Open ccrvincent opened 5 years ago

ccrvincent commented 5 years ago

Config:

resources:
[...]
  - name: version
    type: semver
    source:
      initial_version: 0.0.0-pr.((pr-name)).0
      driver: git
      branch: pipeline-state
      file: ((pr-name)).version
      uri: https://bitbucket/scm/prj/repo.git
[...]
  - name: increment-pr
    serial_groups: [version]
    plan:
    - aggregate:
      - get: source
        trigger: true
      - get: version
        params: {pre: pr.((pr-name))}
    - put: source
      params:
        repository: source
    - put: version
      params: {file: version/number}

When the increment-pr task runs, I get the same output as the input: bumped locally from 1.1.2-pr.project-pr-chad-pipeline-test.1 to 1.1.2-pr.project-pr-chad-pipeline-test.1

Any idea why the patch isn't bumping? Does it not like/allow a period? The value of pre can be anything you like; the value will be pre-pended (hah) to a numeric value.

ccrvincent commented 5 years ago

Follow-up:

I manually bumped the version in pipeline-state and got this:

bumped locally from 1.1.3-pr.project-pr-chad-pipeline-test.2 to 1.1.3-pr.project-pr-chad-pipeline-test.1

But if I switch the period in the pre to a hyphen, it works just fine.

Looks like period is an invalid character in pre, as the pre value will not match properly but will get applied after the "bump".

vito commented 5 years ago

If using a hyphen is acceptable, should we just update the README?

ccrvincent commented 5 years ago

Using the hyphen requires some sed work on both sides, as most of our other tools took the semver spec on pre-release notation rather literally, and are expecting the period.

vito commented 5 years ago

Got it.
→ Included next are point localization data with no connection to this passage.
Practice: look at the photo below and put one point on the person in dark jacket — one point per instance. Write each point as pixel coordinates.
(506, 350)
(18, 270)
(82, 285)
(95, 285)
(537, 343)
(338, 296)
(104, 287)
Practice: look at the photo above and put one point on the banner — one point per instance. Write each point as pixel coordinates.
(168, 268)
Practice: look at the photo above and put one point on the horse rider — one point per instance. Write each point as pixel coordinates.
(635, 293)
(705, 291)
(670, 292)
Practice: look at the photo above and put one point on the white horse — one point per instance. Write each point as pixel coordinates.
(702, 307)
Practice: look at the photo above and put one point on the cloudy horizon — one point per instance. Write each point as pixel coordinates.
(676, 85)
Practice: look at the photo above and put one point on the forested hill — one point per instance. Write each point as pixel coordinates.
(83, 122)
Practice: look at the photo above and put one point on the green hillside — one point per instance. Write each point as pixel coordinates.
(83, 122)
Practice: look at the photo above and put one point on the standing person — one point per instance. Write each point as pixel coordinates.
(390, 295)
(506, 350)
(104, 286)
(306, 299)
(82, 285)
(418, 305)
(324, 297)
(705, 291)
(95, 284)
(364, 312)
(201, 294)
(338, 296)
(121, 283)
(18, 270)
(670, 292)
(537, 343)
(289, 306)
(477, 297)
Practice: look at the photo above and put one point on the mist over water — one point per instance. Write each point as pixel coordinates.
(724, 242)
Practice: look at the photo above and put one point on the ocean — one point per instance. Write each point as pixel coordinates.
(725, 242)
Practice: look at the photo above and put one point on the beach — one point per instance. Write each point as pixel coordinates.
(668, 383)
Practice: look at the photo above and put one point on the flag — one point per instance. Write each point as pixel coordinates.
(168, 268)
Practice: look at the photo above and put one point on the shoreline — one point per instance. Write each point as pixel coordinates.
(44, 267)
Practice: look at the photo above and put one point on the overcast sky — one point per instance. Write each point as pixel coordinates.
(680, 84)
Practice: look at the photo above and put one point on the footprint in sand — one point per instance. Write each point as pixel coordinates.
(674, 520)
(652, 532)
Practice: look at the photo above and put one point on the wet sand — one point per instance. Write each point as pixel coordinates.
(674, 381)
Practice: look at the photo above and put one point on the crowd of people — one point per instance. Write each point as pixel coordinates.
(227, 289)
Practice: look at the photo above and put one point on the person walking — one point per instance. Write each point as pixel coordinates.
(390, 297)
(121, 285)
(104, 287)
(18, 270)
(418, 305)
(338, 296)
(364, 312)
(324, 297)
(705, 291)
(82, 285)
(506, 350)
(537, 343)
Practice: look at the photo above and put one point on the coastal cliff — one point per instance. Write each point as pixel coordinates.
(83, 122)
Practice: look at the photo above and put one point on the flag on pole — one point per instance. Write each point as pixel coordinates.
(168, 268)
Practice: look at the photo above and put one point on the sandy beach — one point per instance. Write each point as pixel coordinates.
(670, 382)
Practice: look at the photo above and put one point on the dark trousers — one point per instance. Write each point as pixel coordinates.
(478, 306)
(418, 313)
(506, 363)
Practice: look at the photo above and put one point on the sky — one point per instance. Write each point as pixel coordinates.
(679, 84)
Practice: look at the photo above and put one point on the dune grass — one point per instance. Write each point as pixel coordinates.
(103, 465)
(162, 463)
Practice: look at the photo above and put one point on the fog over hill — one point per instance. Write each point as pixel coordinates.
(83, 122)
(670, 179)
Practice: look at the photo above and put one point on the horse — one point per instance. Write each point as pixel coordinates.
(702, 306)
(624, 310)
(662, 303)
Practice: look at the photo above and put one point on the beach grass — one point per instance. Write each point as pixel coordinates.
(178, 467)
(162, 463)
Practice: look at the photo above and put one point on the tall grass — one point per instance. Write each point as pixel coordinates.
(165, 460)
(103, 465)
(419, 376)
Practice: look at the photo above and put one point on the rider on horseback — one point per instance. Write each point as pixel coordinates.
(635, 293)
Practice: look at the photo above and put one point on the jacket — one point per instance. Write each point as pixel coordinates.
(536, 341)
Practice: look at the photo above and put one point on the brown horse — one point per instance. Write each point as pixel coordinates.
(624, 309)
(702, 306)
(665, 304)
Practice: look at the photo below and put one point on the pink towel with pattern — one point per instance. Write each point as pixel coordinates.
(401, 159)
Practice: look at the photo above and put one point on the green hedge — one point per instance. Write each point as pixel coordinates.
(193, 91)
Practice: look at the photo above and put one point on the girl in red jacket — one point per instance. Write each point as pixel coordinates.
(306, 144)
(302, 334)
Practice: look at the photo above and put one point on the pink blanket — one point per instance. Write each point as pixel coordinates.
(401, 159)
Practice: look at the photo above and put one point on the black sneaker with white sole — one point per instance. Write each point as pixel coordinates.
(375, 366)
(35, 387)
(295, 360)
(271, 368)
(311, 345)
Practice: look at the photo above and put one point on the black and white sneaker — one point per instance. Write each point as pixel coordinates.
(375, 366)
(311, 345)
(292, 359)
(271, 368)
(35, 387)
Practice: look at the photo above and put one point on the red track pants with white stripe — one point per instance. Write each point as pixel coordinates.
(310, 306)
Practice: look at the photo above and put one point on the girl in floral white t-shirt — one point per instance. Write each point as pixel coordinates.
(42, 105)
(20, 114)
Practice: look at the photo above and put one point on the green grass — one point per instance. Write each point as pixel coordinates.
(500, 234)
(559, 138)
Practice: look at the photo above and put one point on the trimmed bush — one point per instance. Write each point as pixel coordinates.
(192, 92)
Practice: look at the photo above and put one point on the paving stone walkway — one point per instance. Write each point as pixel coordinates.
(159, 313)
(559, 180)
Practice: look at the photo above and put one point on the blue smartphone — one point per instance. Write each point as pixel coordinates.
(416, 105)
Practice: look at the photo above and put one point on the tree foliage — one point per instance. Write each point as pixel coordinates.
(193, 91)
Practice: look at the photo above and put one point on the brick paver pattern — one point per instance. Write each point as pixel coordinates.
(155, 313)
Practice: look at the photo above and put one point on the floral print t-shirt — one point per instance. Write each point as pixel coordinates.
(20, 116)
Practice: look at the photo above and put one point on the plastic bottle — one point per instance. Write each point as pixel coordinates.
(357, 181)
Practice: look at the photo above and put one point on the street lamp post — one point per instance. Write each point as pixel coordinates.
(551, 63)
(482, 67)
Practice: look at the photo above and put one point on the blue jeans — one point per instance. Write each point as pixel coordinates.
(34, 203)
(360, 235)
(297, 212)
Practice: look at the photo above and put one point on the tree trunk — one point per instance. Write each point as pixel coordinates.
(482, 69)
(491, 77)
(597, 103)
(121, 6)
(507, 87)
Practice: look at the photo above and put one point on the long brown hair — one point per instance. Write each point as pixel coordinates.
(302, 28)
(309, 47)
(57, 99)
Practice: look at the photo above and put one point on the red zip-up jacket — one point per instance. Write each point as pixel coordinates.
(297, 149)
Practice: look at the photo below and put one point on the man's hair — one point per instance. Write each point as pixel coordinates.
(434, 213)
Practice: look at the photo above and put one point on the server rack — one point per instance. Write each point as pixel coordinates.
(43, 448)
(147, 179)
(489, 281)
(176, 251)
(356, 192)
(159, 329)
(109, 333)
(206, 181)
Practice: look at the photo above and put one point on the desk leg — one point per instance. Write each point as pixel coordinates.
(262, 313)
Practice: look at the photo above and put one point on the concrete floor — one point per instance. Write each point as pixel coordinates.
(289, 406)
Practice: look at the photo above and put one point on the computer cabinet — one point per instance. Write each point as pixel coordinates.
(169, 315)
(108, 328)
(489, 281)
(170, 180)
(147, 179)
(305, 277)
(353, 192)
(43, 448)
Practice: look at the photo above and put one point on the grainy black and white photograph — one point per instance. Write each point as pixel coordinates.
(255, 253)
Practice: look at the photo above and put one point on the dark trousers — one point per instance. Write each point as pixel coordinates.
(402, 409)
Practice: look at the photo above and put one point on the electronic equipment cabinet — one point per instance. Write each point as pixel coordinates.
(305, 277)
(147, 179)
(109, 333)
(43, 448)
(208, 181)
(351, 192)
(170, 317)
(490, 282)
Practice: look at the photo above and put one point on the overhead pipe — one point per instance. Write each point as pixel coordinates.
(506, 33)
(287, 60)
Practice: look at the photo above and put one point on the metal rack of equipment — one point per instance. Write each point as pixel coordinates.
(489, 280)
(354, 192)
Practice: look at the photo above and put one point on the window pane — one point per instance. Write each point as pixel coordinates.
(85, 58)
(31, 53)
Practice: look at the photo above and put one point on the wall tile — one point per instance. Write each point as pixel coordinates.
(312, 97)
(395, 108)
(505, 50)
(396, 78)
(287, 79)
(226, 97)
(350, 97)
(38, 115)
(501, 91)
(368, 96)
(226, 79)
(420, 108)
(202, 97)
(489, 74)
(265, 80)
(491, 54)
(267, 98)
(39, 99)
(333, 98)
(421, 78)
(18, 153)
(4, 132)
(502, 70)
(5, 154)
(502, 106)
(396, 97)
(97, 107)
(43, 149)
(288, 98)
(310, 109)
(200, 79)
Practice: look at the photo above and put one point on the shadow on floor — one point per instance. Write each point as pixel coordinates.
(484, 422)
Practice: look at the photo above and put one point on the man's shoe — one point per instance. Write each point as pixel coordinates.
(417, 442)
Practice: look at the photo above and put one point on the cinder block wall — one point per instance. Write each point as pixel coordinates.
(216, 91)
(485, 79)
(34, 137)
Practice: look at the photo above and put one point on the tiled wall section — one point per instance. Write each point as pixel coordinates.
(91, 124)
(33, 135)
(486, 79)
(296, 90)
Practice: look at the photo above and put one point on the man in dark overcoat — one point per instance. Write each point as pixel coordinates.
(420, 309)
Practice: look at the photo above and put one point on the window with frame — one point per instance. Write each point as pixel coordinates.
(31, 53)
Well, the bug probably lies in pre_bump.go - we don't have a whole lot of bandwidth to work on each of the resources, but I'd be happy to review a PR. The handling of v.Pre seems a bit sketch - it looks like it has 0 and 1 indices hardcoded, whereas it should probably be handling an arbitrary length and only expecting the last 'pre' part to be numeric.